The GMB would rather allow its own members to be fired en masse and have their conditions reduced at a stroke than wage a genuine struggle. Throughout the dispute, the union sought to assure the company that its opposition to fire and rehire did not exclude agreeing concessions at workers’ expense. It took every opportunity to declare itself the most reliable upholder of the company’s profitability and corporate image.
All the other unions at British Gas, from the smaller union Prospect, to Unite and Unison, signed on to the new terms for their membership from the beginning. The “modernisation” plan also involved announcing 5,000 redundancies.
Even on the day of the dismissal deadline and the token day of action, the GMB provided very little coverage on its own Twitter page of the picket lines and protests around the country. It was almost exclusively devoted to footage of a succession of Labour MPs, including former leader Ed Miliband and current Deputy leader Angela Rayner, professing their unswerving support for British Gas workers, claiming to be standing up for them in Parliament and calling for the government to intervene to abolish fire and rehire.
This is a travesty. The only interests the trade unions and Labour Party uphold are those of the British ruling elite. In relation to fire and rehire the Labour controlled Tower Hamlets local authority in London was one of the first employers during the pandemic to adopt the policy, against 4,000 of its employees, in June 2020.
The Labour Party and unions have acted as de facto partners with the Johnson government, condemning their members to work in Covid infested schools, offices, garages, depots and factories, leading to thousands of preventable deaths. They ensured a massive upward transfer of wealth by signing off on the multi-billion-pound bailout of the corporations by the Johnson government, while the working class was hit with job losses and pay cuts.

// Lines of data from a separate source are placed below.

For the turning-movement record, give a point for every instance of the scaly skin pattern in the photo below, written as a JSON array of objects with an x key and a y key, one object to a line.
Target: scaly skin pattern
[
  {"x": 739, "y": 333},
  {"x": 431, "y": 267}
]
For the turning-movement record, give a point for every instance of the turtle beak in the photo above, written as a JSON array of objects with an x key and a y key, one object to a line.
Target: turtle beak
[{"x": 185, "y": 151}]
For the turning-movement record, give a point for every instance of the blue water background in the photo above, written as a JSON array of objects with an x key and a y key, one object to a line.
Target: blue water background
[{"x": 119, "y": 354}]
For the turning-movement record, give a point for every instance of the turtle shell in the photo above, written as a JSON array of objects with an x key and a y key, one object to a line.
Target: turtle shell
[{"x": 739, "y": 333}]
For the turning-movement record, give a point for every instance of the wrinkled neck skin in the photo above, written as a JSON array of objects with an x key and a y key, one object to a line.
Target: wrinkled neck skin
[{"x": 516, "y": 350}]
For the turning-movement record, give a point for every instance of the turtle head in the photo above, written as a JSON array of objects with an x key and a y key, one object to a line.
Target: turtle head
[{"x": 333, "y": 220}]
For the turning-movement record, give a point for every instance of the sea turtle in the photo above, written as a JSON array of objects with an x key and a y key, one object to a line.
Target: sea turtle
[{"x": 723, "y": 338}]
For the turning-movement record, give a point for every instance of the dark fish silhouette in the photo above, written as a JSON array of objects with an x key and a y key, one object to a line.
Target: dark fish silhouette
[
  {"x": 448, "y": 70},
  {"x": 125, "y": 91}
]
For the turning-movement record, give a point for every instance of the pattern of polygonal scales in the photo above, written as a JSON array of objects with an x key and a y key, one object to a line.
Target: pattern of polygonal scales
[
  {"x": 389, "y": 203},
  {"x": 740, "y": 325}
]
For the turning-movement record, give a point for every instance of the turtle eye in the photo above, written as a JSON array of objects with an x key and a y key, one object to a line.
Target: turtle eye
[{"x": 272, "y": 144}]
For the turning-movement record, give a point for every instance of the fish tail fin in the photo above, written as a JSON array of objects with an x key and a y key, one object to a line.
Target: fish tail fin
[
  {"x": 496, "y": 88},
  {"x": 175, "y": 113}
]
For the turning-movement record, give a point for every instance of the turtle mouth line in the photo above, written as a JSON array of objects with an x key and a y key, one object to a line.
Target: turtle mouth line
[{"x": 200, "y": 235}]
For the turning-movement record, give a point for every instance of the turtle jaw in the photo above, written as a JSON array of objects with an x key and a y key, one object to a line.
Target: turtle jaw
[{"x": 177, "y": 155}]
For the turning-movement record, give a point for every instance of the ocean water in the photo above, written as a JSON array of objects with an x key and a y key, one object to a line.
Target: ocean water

The dispute at British Gas over fire and rehire provides another object lesson in how the trade unions serve to sabotage any genuine fight and are prepared to hand workers over, bound and gagged, to the corporations.
Last Saturday, the Socialist Equality Party held a meeting to establish a network of rank-and-file committees as genuine fighting organisations of workers, independent of and opposed to the corporatist trade unions. We reiterate our appeal to British Gas workers to take up this struggle.
The allies of British Gas workers are not the Labour Party or the Conservative government, or the corporate heads and shareholders. The pandemic has confirmed that the real wealth creators in society and the social force most critical to the economy is the working class, which must begin to assert its interests against the capitalist profit system.